В месте назначения – барачный лагерь у Ред-Рок, вблизи озера Онтарио – с нами обращались неважно. Несколько печек не обеспечивали практически никакой защиты от злого зимнего холода, даже в тех случаях, когда день и ночь следили за тем, чтобы не гас в них огонь. Чашка жидкого кофе, замерзавшего на полу, там, где он проливался. Было немало смертей. К октябрю 1941 года стало ясно, что еще одну зиму здесь мы не переживем, и нас перевели в казематы Форт-Генри возле Кингстона. В подвале было легче удержать тепло, но там было темно и сыро, и единственным местом для прогулки для 800 интернированных был центральный двор – 35 шагов в длину и 17 в ширину. Санитарных удобств не существовало, и каждое утро приходилось тащить и опорожнять наши туалетные бачки. Охрана так боялась эпидемии, что все вокруг было буквально забрызгано хлорной известью. Я называл это нашим самым хлористым годом,[9] но тут было не до шуток. У нас воспалились глаза, зубы и ногти шатались, а подошвы ботинок отделились от верха. Условия были хуже некуда.
И вот в этих условиях я испытал кульминацию пугающей одержимости двадцати лет. Германия и Америка воевали друг с другом. Пришел триумф Хаустхофера. Я не сомневался, что Гитлер со своей командой поднимали тосты за присоединение этих «пруссаков Азии» к их благородному делу нападением на Пёрл-Харбор.
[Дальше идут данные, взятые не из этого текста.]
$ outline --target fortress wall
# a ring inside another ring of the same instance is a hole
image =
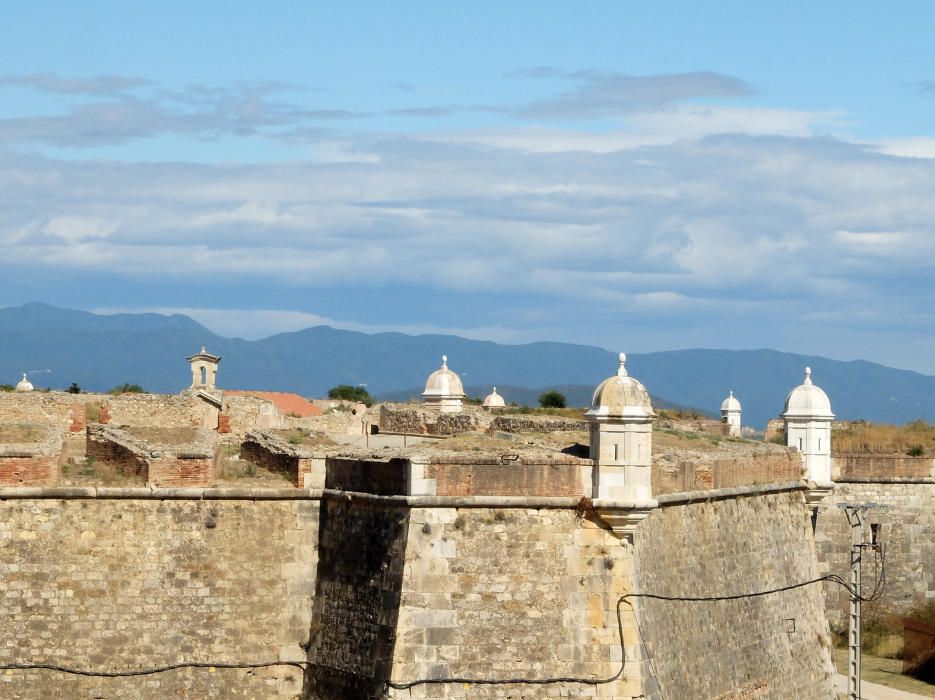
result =
[[[886,588],[879,608],[903,612],[935,600],[935,481],[916,480],[841,482],[821,504],[815,543],[821,572],[847,578],[850,565],[851,534],[847,517],[839,504],[874,507],[864,516],[865,537],[870,523],[882,526],[886,545]],[[866,588],[877,578],[878,559],[867,552],[863,566]],[[828,619],[833,628],[847,627],[847,594],[838,586],[825,589]]]
[[[831,458],[832,478],[935,477],[935,459],[905,455],[836,454]]]
[[[554,416],[497,416],[490,423],[490,430],[502,430],[505,433],[587,432],[588,428],[588,423],[583,420]]]
[[[818,576],[799,489],[703,502],[660,500],[662,507],[636,532],[640,592],[716,596]],[[655,680],[646,686],[647,698],[833,696],[820,585],[738,601],[641,599],[637,606],[651,658],[644,673]]]
[[[798,454],[749,454],[738,458],[653,464],[653,493],[684,493],[759,484],[784,484],[804,476]]]
[[[393,680],[608,678],[620,669],[615,605],[630,550],[573,508],[414,508]],[[627,655],[635,623],[623,611]],[[609,685],[421,685],[391,698],[640,696],[640,664]],[[410,695],[411,692],[411,695]]]
[[[317,501],[0,500],[0,659],[105,670],[304,659]],[[12,671],[4,698],[299,696],[302,672]]]
[[[590,496],[593,490],[590,461],[574,458],[541,464],[433,460],[424,475],[439,496]]]
[[[389,677],[409,509],[325,501],[303,697],[380,697]]]

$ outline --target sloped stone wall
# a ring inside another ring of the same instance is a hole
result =
[[[800,490],[674,499],[637,529],[635,590],[675,597],[764,591],[819,576]],[[820,584],[718,602],[636,602],[647,698],[833,697]]]

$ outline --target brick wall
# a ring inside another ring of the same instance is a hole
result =
[[[52,486],[58,482],[58,458],[47,455],[0,457],[0,485]]]
[[[906,457],[904,455],[836,454],[831,458],[834,479],[853,477],[907,477],[935,476],[935,459]]]
[[[146,483],[150,486],[211,486],[215,458],[170,456],[148,461]]]
[[[590,496],[591,466],[577,460],[552,464],[432,462],[425,478],[439,496]]]
[[[240,445],[240,456],[257,466],[284,474],[294,486],[305,484],[305,475],[311,470],[312,460],[291,454],[274,452],[267,446],[247,439]]]
[[[783,484],[804,478],[797,454],[751,454],[739,458],[653,464],[654,494]]]

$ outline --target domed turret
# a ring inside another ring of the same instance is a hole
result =
[[[789,392],[782,417],[786,445],[802,455],[806,476],[819,483],[831,481],[831,401],[812,384],[812,370],[805,368],[805,381]]]
[[[494,387],[493,391],[484,397],[484,403],[482,405],[486,409],[504,408],[506,406],[506,401],[497,393],[497,387]]]
[[[442,355],[442,366],[432,372],[422,392],[425,403],[438,406],[442,413],[457,413],[464,399],[461,377],[448,369],[448,356]]]
[[[584,417],[591,423],[594,497],[652,497],[652,402],[646,387],[627,373],[620,353],[617,374],[598,384]]]
[[[627,356],[620,353],[617,374],[597,385],[591,398],[590,420],[607,418],[653,418],[653,406],[646,387],[627,373]]]
[[[721,422],[727,426],[728,435],[740,436],[741,413],[740,402],[734,398],[734,390],[731,389],[730,395],[721,403]]]
[[[805,368],[805,381],[789,392],[783,418],[834,418],[831,400],[819,387],[812,384],[812,368]]]
[[[23,378],[16,383],[16,391],[32,391],[33,385],[28,379],[26,379],[26,373],[23,372]]]

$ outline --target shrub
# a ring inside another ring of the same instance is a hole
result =
[[[565,408],[565,395],[559,391],[544,391],[539,394],[542,408]]]
[[[69,394],[80,394],[81,387],[78,386],[78,382],[72,382],[67,389],[65,389]]]
[[[906,454],[910,457],[921,457],[925,454],[925,448],[922,447],[922,445],[913,445],[908,450],[906,450]]]
[[[328,389],[329,399],[343,399],[344,401],[360,401],[367,406],[373,406],[373,397],[362,386],[338,384]]]
[[[114,396],[118,394],[145,394],[146,390],[139,384],[127,384],[124,382],[123,384],[118,384],[107,393],[113,394]]]

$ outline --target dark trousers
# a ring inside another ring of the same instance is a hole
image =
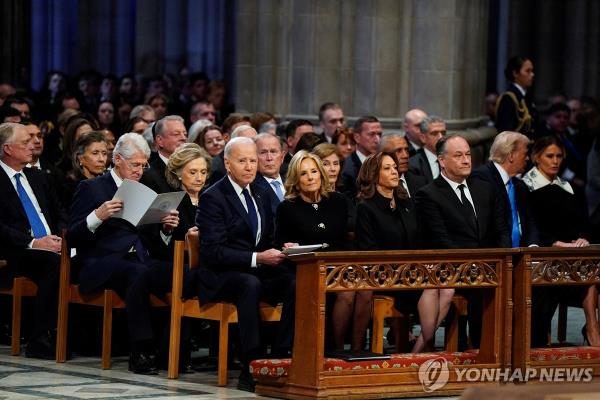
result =
[[[17,265],[17,275],[31,279],[38,286],[31,331],[31,339],[35,339],[56,329],[60,255],[28,249],[22,252]]]
[[[273,268],[273,270],[257,270],[256,274],[239,271],[218,273],[218,279],[223,284],[213,301],[227,301],[237,307],[242,358],[249,354],[256,354],[262,345],[259,314],[261,300],[273,305],[283,303],[274,353],[289,350],[292,346],[296,278],[293,273],[283,268],[280,270],[276,270],[279,267],[266,268]]]
[[[162,296],[171,290],[173,264],[145,257],[144,263],[127,255],[113,265],[114,272],[105,287],[115,290],[126,304],[129,340],[136,344],[154,339],[150,317],[150,294]],[[184,272],[186,280],[187,269]]]

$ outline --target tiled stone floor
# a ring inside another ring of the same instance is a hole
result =
[[[583,323],[581,309],[570,308],[568,342],[581,344],[581,333],[578,332]],[[556,332],[556,318],[552,331]],[[438,338],[438,343],[441,340]],[[98,358],[75,357],[67,363],[57,364],[12,357],[9,350],[7,346],[0,346],[0,400],[261,398],[235,389],[238,371],[230,371],[228,387],[221,388],[216,386],[215,371],[182,375],[180,379],[171,380],[164,371],[157,376],[128,372],[126,357],[114,358],[112,369],[102,370]]]

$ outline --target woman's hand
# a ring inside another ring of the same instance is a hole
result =
[[[571,243],[573,244],[574,247],[588,247],[590,245],[590,242],[588,242],[584,238],[579,238],[577,240],[573,240]]]
[[[115,213],[121,211],[123,208],[123,200],[112,199],[105,201],[100,205],[100,207],[94,210],[96,212],[96,217],[101,221],[106,221],[110,217],[112,217]]]

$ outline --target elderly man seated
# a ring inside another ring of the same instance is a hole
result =
[[[150,294],[161,295],[171,288],[172,264],[149,256],[152,237],[170,240],[179,224],[177,211],[163,217],[162,226],[149,226],[159,233],[143,234],[131,223],[111,218],[123,208],[113,199],[123,180],[139,181],[150,157],[150,148],[135,133],[119,138],[110,173],[81,182],[73,198],[68,240],[77,249],[81,263],[80,290],[115,290],[125,299],[130,340],[129,369],[139,374],[156,373],[150,320]]]

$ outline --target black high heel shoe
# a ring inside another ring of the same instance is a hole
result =
[[[583,344],[587,344],[589,346],[590,340],[588,339],[587,335],[587,324],[583,325],[583,328],[581,328],[581,336],[583,336]]]

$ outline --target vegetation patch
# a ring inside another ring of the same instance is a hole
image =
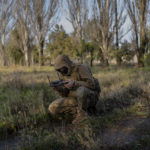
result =
[[[43,147],[45,150],[98,150],[100,146],[106,150],[121,149],[119,146],[99,145],[100,136],[128,117],[149,116],[150,73],[146,68],[116,68],[115,72],[112,68],[93,68],[102,89],[97,104],[98,114],[78,126],[62,118],[53,118],[48,113],[49,104],[58,98],[48,85],[47,75],[54,79],[51,71],[3,74],[0,84],[0,138],[14,134],[21,136],[20,149],[23,150]],[[137,133],[149,135],[147,127],[144,127]],[[135,141],[125,148],[133,148],[137,144],[139,142]]]

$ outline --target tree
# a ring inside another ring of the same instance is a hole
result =
[[[132,60],[135,55],[135,51],[131,48],[131,43],[126,40],[121,43],[119,52],[120,57],[125,61]]]
[[[71,56],[74,50],[71,40],[63,27],[56,25],[54,31],[49,35],[47,43],[47,50],[50,52],[51,59],[62,53]]]
[[[0,0],[0,65],[6,65],[5,41],[13,26],[13,0]]]
[[[119,44],[121,39],[126,35],[130,30],[127,29],[126,33],[123,32],[123,25],[126,21],[127,15],[124,15],[124,1],[118,1],[114,0],[114,9],[115,9],[115,49],[118,53],[120,53],[119,50]],[[119,8],[118,8],[119,6]],[[116,55],[116,61],[117,64],[120,65],[122,62],[122,59],[120,55]]]
[[[83,43],[84,33],[83,27],[88,20],[88,5],[85,0],[66,0],[67,2],[67,20],[72,24],[74,29],[74,43],[78,45],[76,55],[81,58],[83,62]]]
[[[20,37],[20,34],[18,33],[17,27],[15,27],[9,35],[8,42],[7,42],[7,53],[9,55],[9,64],[19,64],[24,65],[25,64],[25,58],[24,58],[24,50],[23,50],[23,43]],[[33,45],[33,43],[30,44],[30,49],[32,49],[31,53],[31,65],[34,65],[34,63],[37,63],[37,49],[36,46]]]
[[[16,2],[16,28],[23,45],[25,65],[31,64],[31,22],[30,22],[30,0],[17,0]]]
[[[11,64],[23,64],[24,54],[22,51],[22,42],[16,28],[11,31],[8,41],[9,42],[7,49],[9,53],[9,60],[11,60]]]
[[[143,67],[144,53],[148,43],[147,38],[147,15],[150,0],[125,0],[127,3],[127,11],[132,22],[132,28],[136,41],[136,55],[138,59],[138,66]],[[139,42],[140,41],[140,42]]]
[[[97,50],[97,45],[94,42],[85,43],[85,50],[90,55],[90,66],[93,66],[93,61],[95,59],[95,51]]]
[[[55,24],[58,10],[57,0],[31,0],[31,27],[39,53],[39,66],[44,65],[43,49],[45,39]]]
[[[114,7],[112,0],[95,0],[93,5],[96,41],[103,55],[104,65],[108,66],[110,49],[114,36]]]

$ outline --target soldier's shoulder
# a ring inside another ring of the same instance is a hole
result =
[[[88,68],[86,65],[84,65],[84,64],[75,64],[75,67],[76,68]]]
[[[76,64],[75,65],[76,70],[80,71],[89,71],[89,67],[86,66],[85,64]]]

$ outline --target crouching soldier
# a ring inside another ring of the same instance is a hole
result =
[[[89,68],[82,64],[75,64],[67,55],[57,56],[54,67],[60,79],[67,83],[64,87],[54,88],[61,98],[49,105],[50,113],[54,116],[71,114],[74,117],[74,124],[85,119],[86,113],[95,113],[100,86]],[[65,91],[66,88],[68,92]]]

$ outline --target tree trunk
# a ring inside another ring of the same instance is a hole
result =
[[[146,49],[146,18],[145,18],[145,13],[146,13],[146,10],[145,10],[145,6],[146,3],[145,1],[141,1],[140,3],[140,8],[139,8],[139,11],[140,11],[140,49],[139,49],[139,53],[140,53],[140,57],[139,58],[139,67],[144,67],[144,62],[143,62],[143,57],[144,57],[144,53],[145,53],[145,49]]]
[[[104,64],[103,64],[105,67],[108,67],[109,66],[109,63],[108,63],[108,59],[107,58],[105,58],[104,59]]]
[[[109,58],[109,51],[108,51],[108,43],[107,43],[107,41],[103,41],[103,49],[102,49],[102,54],[103,54],[103,58],[104,58],[104,63],[103,63],[103,65],[104,66],[109,66],[109,62],[108,62],[108,58]]]
[[[34,66],[34,52],[31,52],[31,65]]]
[[[4,66],[4,55],[3,52],[0,52],[0,66]]]
[[[0,46],[0,66],[6,66],[5,47],[4,47],[4,45]]]
[[[27,67],[30,66],[30,54],[29,54],[29,48],[27,46],[24,46],[24,55],[25,55],[25,65]]]
[[[43,47],[44,47],[44,40],[40,42],[40,45],[38,47],[39,51],[39,66],[44,66],[44,53],[43,53]]]
[[[93,58],[93,52],[92,51],[90,52],[90,55],[91,55],[90,66],[93,67],[93,60],[94,60],[94,58]]]
[[[101,48],[99,49],[99,52],[100,52],[100,62],[102,65],[104,65],[104,62],[105,62],[104,61],[104,54],[103,54],[103,51]]]
[[[38,51],[39,51],[39,66],[41,66],[41,64],[42,64],[42,63],[41,63],[41,57],[42,57],[42,56],[41,56],[41,49],[39,48]]]
[[[118,4],[117,0],[115,0],[115,28],[116,28],[116,50],[119,53],[119,36],[118,36]],[[120,55],[116,57],[117,65],[120,66],[122,63],[122,59]]]
[[[141,48],[139,48],[137,50],[138,67],[144,67],[143,57],[144,57],[144,53],[142,52]]]
[[[94,60],[93,58],[91,58],[91,60],[90,60],[90,66],[91,67],[93,67],[93,60]]]
[[[117,60],[117,65],[120,66],[122,64],[122,59],[120,56],[117,56],[116,57],[116,60]]]

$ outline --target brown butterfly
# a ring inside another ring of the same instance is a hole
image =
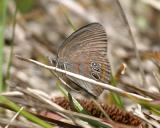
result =
[[[60,46],[56,61],[52,62],[58,68],[108,83],[111,73],[107,59],[107,35],[103,26],[91,23],[72,33]],[[98,85],[69,76],[63,79],[70,86],[74,83],[73,88],[83,88],[96,97],[103,92]]]

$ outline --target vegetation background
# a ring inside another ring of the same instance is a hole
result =
[[[113,76],[116,76],[118,71],[123,68],[121,67],[122,63],[127,66],[125,74],[119,76],[122,81],[117,81],[117,87],[158,101],[160,90],[160,1],[121,0],[120,3],[124,12],[117,0],[1,0],[0,91],[2,95],[7,95],[6,92],[12,95],[15,91],[23,92],[22,90],[28,87],[40,90],[48,94],[50,98],[62,95],[56,87],[57,80],[48,70],[18,60],[15,55],[49,64],[48,57],[56,56],[59,46],[74,31],[73,28],[78,29],[88,23],[99,22],[107,32],[108,59]],[[129,26],[125,22],[124,14]],[[136,45],[133,43],[129,29],[133,33]],[[138,51],[141,61],[137,58],[136,51]],[[17,90],[17,87],[20,89]],[[7,95],[7,97],[15,102],[15,95],[13,97]],[[109,99],[108,97],[109,95],[106,94],[103,98]],[[27,99],[29,104],[30,98],[28,99],[26,96],[23,98]],[[23,98],[20,99],[23,100]],[[109,100],[103,102],[117,105],[112,98],[110,102]],[[124,110],[137,103],[143,104],[145,110],[151,111],[151,113],[154,108],[154,115],[158,115],[157,118],[154,118],[155,122],[159,119],[160,110],[157,108],[159,105],[157,102],[157,106],[151,109],[150,105],[148,107],[146,103],[133,102],[132,98],[120,98],[123,100]],[[2,99],[0,99],[0,103],[4,104],[6,100]],[[30,108],[27,109],[30,110]],[[38,111],[37,109],[35,108],[36,111]],[[5,110],[2,109],[0,118],[0,122],[2,122],[0,125],[3,126],[9,124],[9,120],[15,114],[8,114]],[[15,111],[20,110],[17,108]],[[25,114],[23,116],[26,117]],[[2,119],[6,119],[6,122]],[[16,120],[14,121],[16,122]],[[21,122],[23,119],[18,120]],[[22,122],[28,123],[26,120]],[[152,123],[155,125],[155,122]],[[13,122],[11,124],[11,127],[16,127]],[[20,125],[18,126],[20,127]]]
Теперь я знал наверняка, что Германия будет разбита. Если суждено хоть чему-то остаться от моей родины, я должен что-то предпринять, чтобы предоставить свои знания в распоряжение союзников до того, как сотрут в порошок все хорошее и плохое заодно. Как-то корреспондент агентства Херст Пресс Кихоу получил разрешение на посещение Форт-Генри. Мне удалось переброситься с ним в уголке парой слов. «Я хорошо знаю вашего босса, – сказал я ему. – Не окажете ли вы мне небольшую услугу?» К счастью, он вспомнил мое имя. Я дал ему письмо, которое он сунул в карман. Оно было адресовано американскому госсекретарю Корделлу Халу. Спустя несколько дней оно лежало на столе моего друга по гарвардскому клубу – Франклина Делано Рузвельта. В нем я предлагал себя в качестве советника по ведению политической и психологической войны с Германией.